From Progarchives.com, the ultimate progressive rock music website

The Quiet One
Prog Reviewer
1 stars Strictly Commercial

Sheik Yerbouti was released in 1979 as a double LP, this album features the classic 80s Zappa line-up or at least the same objective that line- up aimed at: this is focusing in only one thing and that is 'humor' and nothing else.

There's barely a track on here, judging by it's composition and musicianship, which can easily be distinguished as a Frank Zappa composition. Everything(almost) on here are just short, childish and clichéd tunes in which the lyrics are the only thing that standout, but not really as a good thing. While I don't mind Zappa making some mainstream or commercial tunes and much less writing humorous lyrics, because he has pulled-off some really good ones before, but what I do mind is that the commercial tunes in here don't feature any Zappa-trademark. Notable exceptions would be the classic City of Tiny Lites which actually rocks with great weird vocals from Adrian Belew, then the absurd, though well-done catchy Dancin' Fool, full of humorous backing vocalists is another classic commercial Zappa song.

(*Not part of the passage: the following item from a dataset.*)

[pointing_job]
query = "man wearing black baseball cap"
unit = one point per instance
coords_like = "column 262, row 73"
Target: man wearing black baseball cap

As real standouts you really only got Yo' Mama, which presents an 8 minute out-of-this-world guitar solo to chill to; it's energetic, tranquil, powerful but mainly emotional and that's the fruit of it all, what really makes a guitar solo a good one, in my humble opinion. This is what Frank should have made for this album all-through, and what boggles me is that he really was capable of doing it but decided to create a 'just for fun for the musicians' record, and that's what this album really is, you can definitely hear all the musicians on board having a lot of fun making silly jokes, playing simple rock-esque stuff, and so on, but the overall result is annoying, repetitive, non-creative and way below Zappa's standards.

1 star: having only three good tracks on an 18 song album isn't enough for me. If you like satirical rock at its most pure form, check this out, you're surely get a lot out of this. However, I'm someone who prefers satire and humor to be mixed well with well-arranged compositions and interesting musicianship.